Fuoco. Un luogo temporale e condiviso.
Partiamo dall’elemento: secondo la definizione più comune, il fuoco è un processo di combustione che si presenta sotto forma di luce e calore e che riduce in cenere e fumo quello che tocca.
Ha un immediato e irreversibile effetto distruttivo, ma il fuoco non ha alcun fine in sé, anche se può auto generarsi perché produce calore e il calore genera a sua volta un fuoco, che vive per consumare e consumarsi insieme al materiale che gli dà la vita(1)
Ho sempre fatto una certa fatica a pensare che il nero della cenere fosse l’unico lascito di un elemento così spettacolare. La cenere, per natura, richiama qualche cosa che fu, là, in fondo, lontanissima nel passato, memoria perduta per tutto ciò che non appartiene più al qui(2).
Entra quindi in relazione con noi, ma non sul piano del qui e ora, in quanto crea un collegamento con un là che l’ha generata. La cenere non è più qui e forse non ci è mai stata. Il là di cui parla Derrida sembra rimandarci a un luogo preciso, quello del fuoco, perché non può esistere cenere senza fuoco, essa resta in sua memoria: nulla avrà avuto luogo se non il luogo. Vi è là cenere: vi è luogo(3).
Ma dov’è e come si fa per trovarlo se non è qui ma è là? Mi faccio aiutare da un ricordo, il mio primo ricordo che ho di un fuoco. In montagna, nella valle d’Ampezzo, la notte del quattordici agosto si riempie di fiamme: sulle montagne, davanti alle case, sui prati e gli appezzamenti di terra ogni famiglia accende un falò, sono i fuochi per la Madonna dell’Assunta.

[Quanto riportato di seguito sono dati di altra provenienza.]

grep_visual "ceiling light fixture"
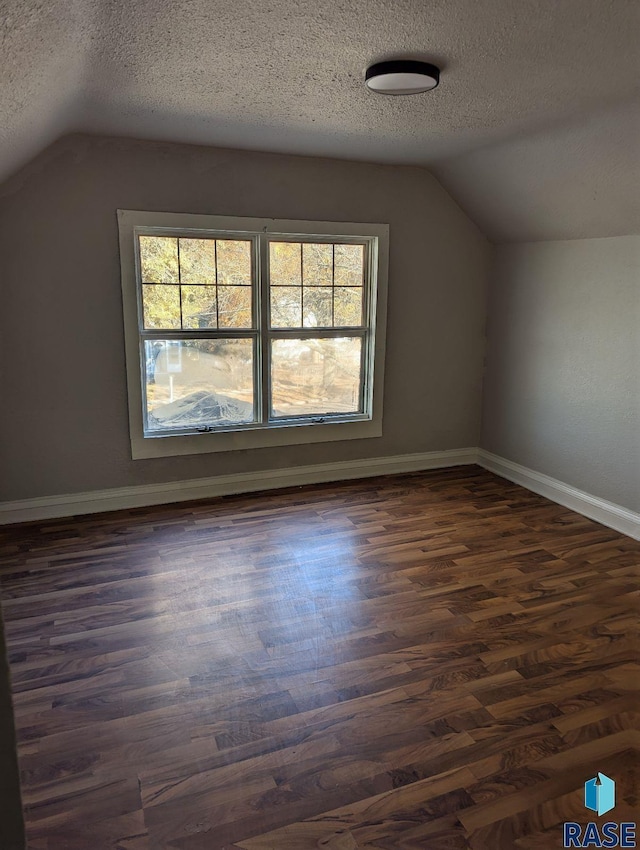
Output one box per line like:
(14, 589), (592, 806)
(365, 60), (440, 95)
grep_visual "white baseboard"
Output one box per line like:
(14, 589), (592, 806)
(0, 448), (477, 526)
(4, 448), (638, 540)
(478, 449), (640, 541)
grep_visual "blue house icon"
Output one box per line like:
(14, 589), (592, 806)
(584, 773), (615, 816)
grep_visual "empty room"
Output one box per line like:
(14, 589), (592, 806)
(0, 1), (638, 848)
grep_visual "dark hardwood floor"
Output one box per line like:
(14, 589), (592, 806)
(0, 466), (637, 849)
(0, 602), (25, 850)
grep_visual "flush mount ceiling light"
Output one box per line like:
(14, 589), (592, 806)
(365, 60), (440, 95)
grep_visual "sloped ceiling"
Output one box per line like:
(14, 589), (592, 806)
(1, 0), (639, 241)
(434, 98), (640, 242)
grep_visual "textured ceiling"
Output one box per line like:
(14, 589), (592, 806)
(434, 98), (640, 242)
(1, 0), (639, 240)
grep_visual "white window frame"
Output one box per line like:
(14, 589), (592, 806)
(118, 210), (388, 459)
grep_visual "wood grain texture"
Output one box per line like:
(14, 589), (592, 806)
(0, 601), (26, 850)
(0, 466), (638, 849)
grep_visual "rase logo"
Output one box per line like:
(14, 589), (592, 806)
(563, 773), (636, 848)
(586, 773), (616, 816)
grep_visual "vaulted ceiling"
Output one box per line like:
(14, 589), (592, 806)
(2, 0), (639, 241)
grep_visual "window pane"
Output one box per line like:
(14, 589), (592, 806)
(334, 287), (363, 327)
(303, 287), (332, 327)
(334, 244), (364, 286)
(144, 339), (254, 432)
(303, 243), (332, 286)
(271, 337), (362, 417)
(142, 284), (180, 329)
(217, 286), (252, 328)
(271, 287), (302, 328)
(139, 236), (179, 283)
(181, 285), (217, 329)
(179, 238), (216, 284)
(270, 242), (301, 286)
(216, 240), (252, 286)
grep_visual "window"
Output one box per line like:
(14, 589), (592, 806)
(118, 211), (388, 459)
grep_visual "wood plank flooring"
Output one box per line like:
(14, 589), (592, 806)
(0, 601), (26, 850)
(0, 466), (638, 849)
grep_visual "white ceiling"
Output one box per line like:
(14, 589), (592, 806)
(435, 98), (640, 242)
(2, 0), (639, 241)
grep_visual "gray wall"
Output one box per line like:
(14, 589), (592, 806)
(481, 236), (640, 513)
(0, 134), (489, 501)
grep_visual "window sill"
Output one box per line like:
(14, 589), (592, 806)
(131, 417), (383, 459)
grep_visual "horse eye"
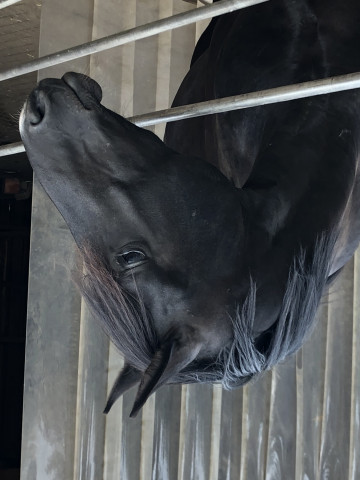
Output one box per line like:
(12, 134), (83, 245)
(116, 249), (147, 268)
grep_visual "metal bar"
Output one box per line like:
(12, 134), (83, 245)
(0, 0), (21, 9)
(0, 141), (25, 156)
(3, 71), (360, 158)
(129, 71), (360, 126)
(0, 0), (267, 82)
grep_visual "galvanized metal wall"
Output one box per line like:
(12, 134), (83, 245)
(21, 1), (360, 479)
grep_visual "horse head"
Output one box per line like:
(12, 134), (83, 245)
(21, 72), (272, 416)
(19, 0), (360, 417)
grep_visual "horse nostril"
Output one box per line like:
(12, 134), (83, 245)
(28, 89), (46, 125)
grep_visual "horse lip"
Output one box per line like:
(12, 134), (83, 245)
(62, 72), (103, 109)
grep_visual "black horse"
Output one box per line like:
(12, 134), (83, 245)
(20, 0), (360, 417)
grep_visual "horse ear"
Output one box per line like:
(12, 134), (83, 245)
(103, 363), (141, 414)
(130, 325), (202, 418)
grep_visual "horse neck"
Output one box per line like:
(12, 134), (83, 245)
(237, 99), (360, 295)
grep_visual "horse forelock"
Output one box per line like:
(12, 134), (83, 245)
(78, 246), (158, 371)
(76, 230), (338, 390)
(77, 247), (226, 385)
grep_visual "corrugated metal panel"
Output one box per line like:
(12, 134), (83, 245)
(21, 1), (360, 479)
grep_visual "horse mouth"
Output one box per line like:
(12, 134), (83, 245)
(62, 72), (103, 108)
(20, 72), (103, 128)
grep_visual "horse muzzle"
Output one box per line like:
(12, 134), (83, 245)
(20, 72), (103, 131)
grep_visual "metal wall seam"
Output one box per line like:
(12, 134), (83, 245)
(20, 0), (94, 478)
(90, 1), (134, 479)
(318, 260), (354, 479)
(349, 250), (360, 480)
(208, 386), (222, 480)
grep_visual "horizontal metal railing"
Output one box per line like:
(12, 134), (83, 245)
(2, 0), (360, 159)
(129, 71), (360, 126)
(0, 0), (21, 9)
(2, 71), (360, 157)
(0, 141), (24, 156)
(0, 0), (267, 82)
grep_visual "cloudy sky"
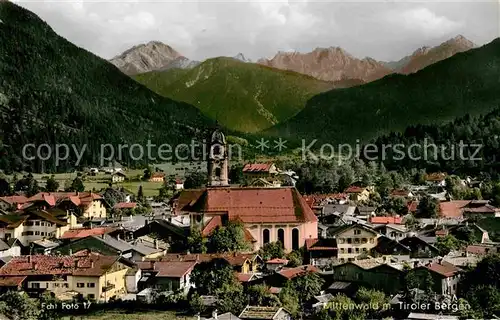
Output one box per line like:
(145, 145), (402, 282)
(16, 0), (500, 62)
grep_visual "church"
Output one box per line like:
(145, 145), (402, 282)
(173, 129), (318, 252)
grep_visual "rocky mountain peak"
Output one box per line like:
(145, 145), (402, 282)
(233, 53), (252, 63)
(110, 41), (187, 75)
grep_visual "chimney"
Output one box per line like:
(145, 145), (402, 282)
(438, 258), (443, 265)
(69, 249), (73, 255)
(117, 234), (121, 241)
(74, 260), (79, 268)
(27, 255), (31, 263)
(212, 309), (218, 320)
(154, 240), (158, 250)
(91, 261), (94, 268)
(413, 261), (419, 268)
(32, 262), (37, 270)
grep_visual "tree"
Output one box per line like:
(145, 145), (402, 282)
(39, 292), (62, 320)
(0, 178), (9, 196)
(279, 284), (301, 318)
(137, 185), (144, 202)
(286, 250), (303, 267)
(15, 174), (40, 197)
(143, 167), (152, 180)
(215, 282), (247, 315)
(325, 294), (365, 320)
(208, 221), (250, 253)
(188, 292), (206, 314)
(416, 195), (439, 218)
(45, 175), (59, 192)
(0, 291), (41, 320)
(187, 227), (207, 253)
(259, 242), (285, 261)
(246, 284), (281, 307)
(355, 288), (389, 319)
(191, 258), (236, 295)
(435, 234), (461, 255)
(184, 171), (207, 189)
(69, 177), (85, 192)
(291, 272), (324, 305)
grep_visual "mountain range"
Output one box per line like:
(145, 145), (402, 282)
(113, 35), (476, 84)
(266, 38), (500, 145)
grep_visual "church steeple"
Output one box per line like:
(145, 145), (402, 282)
(207, 127), (229, 187)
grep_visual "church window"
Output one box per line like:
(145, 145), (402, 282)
(215, 167), (221, 179)
(263, 229), (270, 244)
(277, 229), (285, 245)
(292, 228), (299, 250)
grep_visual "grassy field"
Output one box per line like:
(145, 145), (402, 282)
(7, 169), (163, 197)
(61, 310), (195, 320)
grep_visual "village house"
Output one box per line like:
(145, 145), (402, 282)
(466, 244), (500, 256)
(326, 259), (405, 294)
(0, 196), (29, 211)
(111, 172), (127, 183)
(369, 216), (403, 226)
(149, 172), (165, 183)
(0, 238), (21, 258)
(329, 224), (378, 262)
(344, 186), (370, 202)
(239, 306), (291, 320)
(425, 173), (447, 187)
(0, 252), (131, 302)
(242, 163), (279, 182)
(371, 236), (411, 261)
(265, 258), (289, 272)
(305, 238), (337, 268)
(136, 260), (196, 294)
(175, 179), (184, 190)
(413, 259), (461, 295)
(133, 219), (188, 246)
(267, 265), (319, 287)
(0, 208), (80, 246)
(161, 253), (263, 274)
(57, 234), (167, 261)
(400, 236), (440, 258)
(25, 192), (108, 220)
(390, 189), (414, 198)
(374, 224), (407, 241)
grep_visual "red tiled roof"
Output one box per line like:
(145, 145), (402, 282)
(243, 163), (273, 173)
(151, 173), (165, 179)
(0, 253), (122, 277)
(266, 258), (289, 264)
(303, 193), (348, 208)
(0, 276), (26, 287)
(202, 216), (222, 236)
(466, 245), (497, 255)
(391, 189), (411, 197)
(344, 186), (367, 194)
(160, 253), (258, 267)
(26, 192), (102, 209)
(279, 265), (319, 279)
(61, 227), (114, 239)
(435, 229), (449, 236)
(425, 173), (446, 181)
(463, 204), (498, 214)
(269, 287), (282, 294)
(305, 238), (337, 251)
(138, 261), (196, 278)
(0, 196), (29, 205)
(114, 202), (137, 209)
(243, 228), (257, 243)
(175, 179), (183, 184)
(425, 261), (460, 278)
(370, 216), (402, 224)
(236, 273), (254, 282)
(177, 187), (317, 223)
(439, 201), (470, 218)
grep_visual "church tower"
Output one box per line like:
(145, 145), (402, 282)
(207, 128), (229, 187)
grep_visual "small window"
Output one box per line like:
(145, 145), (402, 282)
(370, 238), (374, 244)
(88, 294), (95, 300)
(355, 248), (359, 253)
(35, 221), (40, 226)
(31, 282), (40, 289)
(363, 248), (367, 252)
(357, 273), (363, 280)
(54, 283), (59, 288)
(362, 238), (367, 243)
(354, 238), (360, 244)
(340, 248), (345, 253)
(77, 283), (85, 288)
(87, 283), (95, 288)
(348, 248), (352, 253)
(35, 231), (40, 236)
(347, 238), (352, 244)
(338, 238), (345, 244)
(354, 229), (361, 235)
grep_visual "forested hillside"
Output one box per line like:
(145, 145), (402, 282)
(0, 2), (213, 172)
(134, 57), (342, 133)
(267, 38), (500, 145)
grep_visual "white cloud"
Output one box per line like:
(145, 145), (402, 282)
(15, 1), (498, 62)
(389, 7), (463, 36)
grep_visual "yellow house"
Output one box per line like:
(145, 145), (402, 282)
(344, 186), (371, 202)
(26, 192), (108, 220)
(0, 209), (81, 246)
(0, 252), (130, 302)
(330, 224), (379, 262)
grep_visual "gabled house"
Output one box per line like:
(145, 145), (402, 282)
(0, 252), (131, 302)
(0, 238), (21, 258)
(374, 224), (407, 241)
(269, 265), (319, 287)
(369, 216), (403, 225)
(371, 235), (411, 261)
(239, 306), (291, 320)
(400, 236), (440, 258)
(136, 260), (196, 293)
(425, 173), (447, 187)
(149, 173), (165, 183)
(0, 196), (28, 211)
(329, 224), (378, 262)
(161, 253), (263, 274)
(344, 186), (370, 202)
(390, 189), (414, 198)
(133, 219), (188, 246)
(413, 260), (461, 295)
(305, 238), (337, 268)
(328, 259), (405, 294)
(111, 172), (127, 183)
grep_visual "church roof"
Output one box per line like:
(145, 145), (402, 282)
(176, 187), (317, 223)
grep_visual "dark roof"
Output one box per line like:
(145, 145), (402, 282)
(328, 281), (352, 290)
(374, 236), (411, 255)
(239, 306), (285, 320)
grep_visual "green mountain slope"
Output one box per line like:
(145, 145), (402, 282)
(0, 2), (213, 172)
(133, 58), (346, 133)
(267, 38), (500, 145)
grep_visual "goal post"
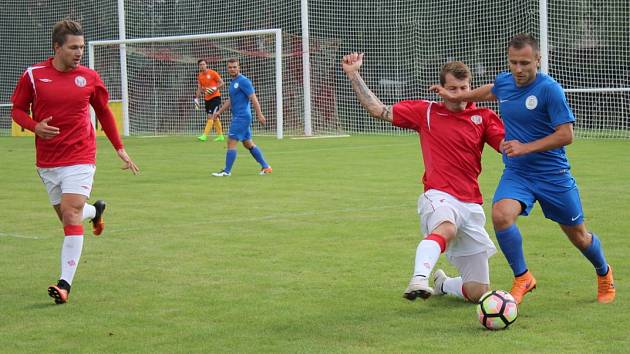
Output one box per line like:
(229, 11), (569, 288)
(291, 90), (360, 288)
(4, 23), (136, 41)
(88, 29), (284, 138)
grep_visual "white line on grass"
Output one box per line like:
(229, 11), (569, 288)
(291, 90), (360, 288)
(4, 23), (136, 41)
(290, 135), (351, 140)
(106, 204), (406, 234)
(0, 232), (48, 240)
(270, 142), (416, 155)
(0, 204), (406, 239)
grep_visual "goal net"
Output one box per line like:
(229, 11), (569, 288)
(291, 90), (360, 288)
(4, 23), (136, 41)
(89, 30), (284, 137)
(310, 0), (629, 138)
(1, 0), (628, 139)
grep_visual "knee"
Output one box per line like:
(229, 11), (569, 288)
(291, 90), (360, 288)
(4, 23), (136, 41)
(492, 205), (515, 231)
(568, 230), (592, 250)
(464, 283), (490, 303)
(60, 205), (82, 224)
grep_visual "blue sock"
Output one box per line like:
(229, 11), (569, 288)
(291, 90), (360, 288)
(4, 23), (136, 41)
(248, 146), (269, 168)
(581, 233), (609, 276)
(225, 149), (237, 173)
(495, 224), (528, 276)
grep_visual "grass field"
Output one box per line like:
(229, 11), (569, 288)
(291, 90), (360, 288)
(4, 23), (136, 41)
(1, 135), (629, 353)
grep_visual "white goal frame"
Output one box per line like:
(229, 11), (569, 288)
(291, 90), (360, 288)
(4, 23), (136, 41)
(88, 29), (284, 138)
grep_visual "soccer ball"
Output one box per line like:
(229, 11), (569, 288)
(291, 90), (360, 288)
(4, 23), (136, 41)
(476, 290), (518, 330)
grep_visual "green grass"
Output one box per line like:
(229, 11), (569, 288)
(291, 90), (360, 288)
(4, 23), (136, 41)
(1, 135), (629, 353)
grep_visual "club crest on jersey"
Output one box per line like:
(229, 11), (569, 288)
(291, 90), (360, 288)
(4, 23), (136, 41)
(470, 115), (482, 125)
(525, 95), (538, 110)
(74, 75), (87, 87)
(233, 83), (239, 89)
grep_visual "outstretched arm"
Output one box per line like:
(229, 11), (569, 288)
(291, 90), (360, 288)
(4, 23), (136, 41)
(342, 52), (392, 122)
(430, 83), (497, 102)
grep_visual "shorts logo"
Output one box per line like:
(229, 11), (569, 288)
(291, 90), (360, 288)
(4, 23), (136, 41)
(470, 115), (482, 125)
(233, 83), (239, 89)
(525, 95), (538, 110)
(571, 214), (582, 221)
(75, 75), (87, 87)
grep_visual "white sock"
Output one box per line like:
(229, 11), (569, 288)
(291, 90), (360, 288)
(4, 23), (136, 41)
(412, 239), (441, 278)
(82, 203), (96, 221)
(443, 276), (465, 298)
(60, 235), (84, 285)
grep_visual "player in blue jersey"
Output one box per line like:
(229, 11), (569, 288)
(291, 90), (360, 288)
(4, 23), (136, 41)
(211, 58), (272, 176)
(430, 33), (615, 304)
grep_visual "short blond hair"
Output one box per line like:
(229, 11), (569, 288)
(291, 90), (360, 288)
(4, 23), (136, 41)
(439, 61), (471, 86)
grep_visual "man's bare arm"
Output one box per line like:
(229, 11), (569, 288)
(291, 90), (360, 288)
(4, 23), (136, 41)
(342, 52), (392, 122)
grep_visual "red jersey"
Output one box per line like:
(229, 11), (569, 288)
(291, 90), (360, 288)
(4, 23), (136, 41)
(393, 100), (504, 204)
(11, 58), (122, 168)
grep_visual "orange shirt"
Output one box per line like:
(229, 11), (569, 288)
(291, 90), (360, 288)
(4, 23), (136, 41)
(198, 69), (222, 100)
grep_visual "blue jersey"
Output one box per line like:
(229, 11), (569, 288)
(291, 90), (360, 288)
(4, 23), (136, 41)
(492, 72), (575, 174)
(228, 74), (255, 122)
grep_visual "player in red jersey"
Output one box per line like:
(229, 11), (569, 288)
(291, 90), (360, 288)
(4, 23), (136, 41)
(11, 19), (139, 304)
(342, 53), (505, 302)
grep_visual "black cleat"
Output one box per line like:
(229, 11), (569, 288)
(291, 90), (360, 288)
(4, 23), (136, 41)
(91, 200), (106, 236)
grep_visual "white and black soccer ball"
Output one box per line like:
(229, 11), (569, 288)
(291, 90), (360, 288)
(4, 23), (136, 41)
(476, 290), (518, 330)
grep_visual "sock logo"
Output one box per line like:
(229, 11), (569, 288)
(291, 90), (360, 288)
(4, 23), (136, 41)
(67, 260), (77, 267)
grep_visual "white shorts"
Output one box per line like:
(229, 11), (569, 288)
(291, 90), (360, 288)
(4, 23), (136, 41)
(450, 252), (490, 284)
(417, 189), (496, 261)
(37, 164), (95, 205)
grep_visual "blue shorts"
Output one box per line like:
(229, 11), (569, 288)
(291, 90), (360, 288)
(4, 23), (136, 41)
(228, 118), (252, 141)
(493, 168), (584, 225)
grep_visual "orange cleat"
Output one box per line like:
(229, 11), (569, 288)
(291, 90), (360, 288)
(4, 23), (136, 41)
(91, 200), (106, 236)
(48, 285), (69, 304)
(597, 265), (615, 304)
(259, 167), (273, 175)
(510, 270), (537, 304)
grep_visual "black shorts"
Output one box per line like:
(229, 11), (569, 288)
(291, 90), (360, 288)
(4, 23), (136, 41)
(204, 96), (221, 115)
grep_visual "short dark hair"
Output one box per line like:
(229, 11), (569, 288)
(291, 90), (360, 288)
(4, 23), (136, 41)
(227, 58), (240, 65)
(439, 61), (471, 86)
(197, 59), (207, 65)
(508, 33), (539, 53)
(52, 19), (83, 49)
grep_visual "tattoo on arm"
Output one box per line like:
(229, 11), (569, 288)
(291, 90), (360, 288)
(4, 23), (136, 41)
(348, 73), (392, 122)
(380, 106), (392, 120)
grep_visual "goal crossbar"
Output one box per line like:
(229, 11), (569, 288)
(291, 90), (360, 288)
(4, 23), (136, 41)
(88, 29), (284, 138)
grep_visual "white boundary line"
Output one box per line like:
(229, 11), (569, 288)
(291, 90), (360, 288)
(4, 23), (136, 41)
(291, 135), (351, 140)
(0, 204), (407, 239)
(0, 232), (47, 240)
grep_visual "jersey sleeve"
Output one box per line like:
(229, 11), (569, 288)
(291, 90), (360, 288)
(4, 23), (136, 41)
(211, 70), (222, 82)
(11, 71), (37, 132)
(544, 82), (575, 127)
(490, 72), (511, 100)
(482, 109), (505, 152)
(392, 100), (430, 131)
(90, 73), (123, 150)
(240, 78), (255, 97)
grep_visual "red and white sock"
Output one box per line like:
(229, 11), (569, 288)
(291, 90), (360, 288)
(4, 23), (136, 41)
(413, 233), (446, 278)
(442, 276), (465, 298)
(82, 203), (96, 221)
(60, 225), (84, 285)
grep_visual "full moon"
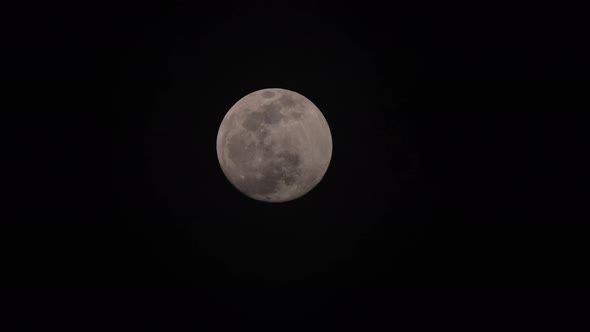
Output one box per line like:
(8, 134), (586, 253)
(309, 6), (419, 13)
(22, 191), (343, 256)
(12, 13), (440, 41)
(216, 88), (332, 203)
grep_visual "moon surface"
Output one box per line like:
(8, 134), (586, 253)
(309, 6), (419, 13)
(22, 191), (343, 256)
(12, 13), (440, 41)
(216, 88), (332, 203)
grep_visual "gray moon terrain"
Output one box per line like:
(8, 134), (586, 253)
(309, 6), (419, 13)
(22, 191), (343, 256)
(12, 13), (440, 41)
(216, 88), (332, 203)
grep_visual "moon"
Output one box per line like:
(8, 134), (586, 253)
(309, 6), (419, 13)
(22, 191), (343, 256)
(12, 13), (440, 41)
(216, 88), (332, 203)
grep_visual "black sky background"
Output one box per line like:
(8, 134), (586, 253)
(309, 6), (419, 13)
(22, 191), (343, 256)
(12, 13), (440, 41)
(5, 0), (588, 331)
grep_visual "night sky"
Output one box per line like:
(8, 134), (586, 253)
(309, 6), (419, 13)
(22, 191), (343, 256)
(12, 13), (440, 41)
(5, 0), (587, 331)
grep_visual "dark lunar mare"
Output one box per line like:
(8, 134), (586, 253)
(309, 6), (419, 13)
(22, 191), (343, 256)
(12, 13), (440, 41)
(240, 150), (302, 197)
(278, 93), (297, 108)
(260, 90), (275, 98)
(227, 132), (256, 166)
(261, 104), (282, 124)
(241, 111), (264, 131)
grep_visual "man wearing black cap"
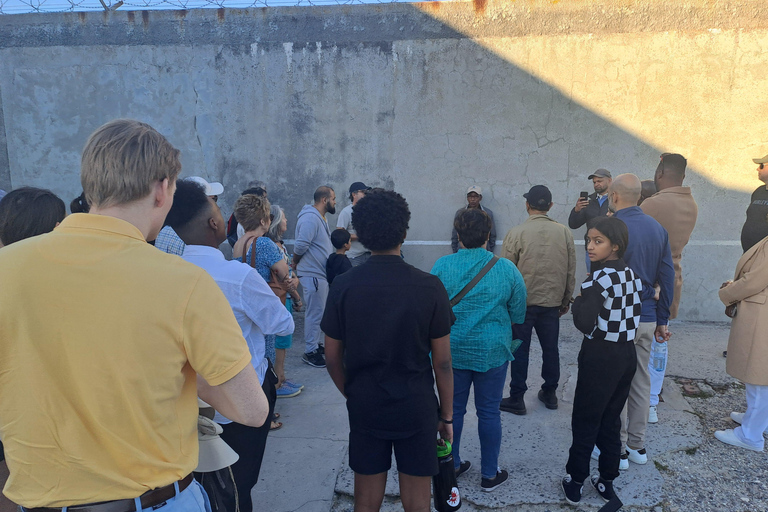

Per almeno due mesi, precedenti la notte di ferragosto, le famiglie preparano il falò, accatastano legname e materiale bruciabile, come accade tradizionalmente nelle feste del fuoco, dove la risoluzione al problema dello smaltimento del legname vecchio, come di mobilia ormai inutilizzabile, sembra proprio essere nelle fiamme. Tutti contribuiscono alla creazione del falò fino alla notte di ferragosto, quando il fuoco viene acceso e bruciando crea un ambiente, un luogo condiviso. In questo caso è il luogo della festa ma, come accade da sempre, dal punto di vista socio-culturale è il regime del fuoco a rafforzare i legami interni al gruppo e a rendere i rapporti umani più forti e più coesi. Il fuoco, luce e calore, dà protezione contro il freddo e l’oscurità, crea e offre l’ambiente intorno al quale ci si può riunire, il luogo dove il gruppo può intraprendere attività comunitarie durante la notte, e diventa così il centro della vita della comunità agevolando la comunicazione e la solidarietà tra i membri. Il fuoco diventa il luogo della discussione e segna il punto di ritrovo.
Questo fuoco è il fuoco controllato, non il fuoco che troviamo in natura ma quello che abbiamo imparato a creare e a gestire trasportandolo dagli incendi naturali a dei luoghi sicuri.
Un fuoco che è stato inglobato nelle nostre società e che ha permesso all’uomo di vivere in organizzazioni sociali sempre più complesse: è il fuoco che ha incrementato la civilizzazione, non è il fuoco selvaggio e della distruzione, ma è il fuoco sociale(4).
Ecco dunque il luogo che stavamo cercando, un ambiente momentaneo, attraversabile in un arco temporale incerto, perché dura quanto la vita del fuoco. È uno spazio condiviso che si crea da un processo naturale distruttivo, ma cosa succede quando il fuoco si spegne e compare la cenere? Il fuoco muore. Siamo di nuovo qui e vorremmo tornare là, ad alimentare quel fuoco sociale, consapevoli del fatto che siamo noi a doverlo mantenere vivo continuando ad innescare la combustione.
- Johan Goudsblom, Fuoco e civiltà. Dalla preistoria a oggi, Roma, Donzelli, 1996, p.VII.
- Jacques Derrida, Ciò che resta del fuoco, Milano, SE, 2000, p.13.
- Derrida, p. 21.
- Cfr. Gaston Bachelard, La psicanalisi del fuoco, Bari, Dedalo, 1987, pp. 134-135.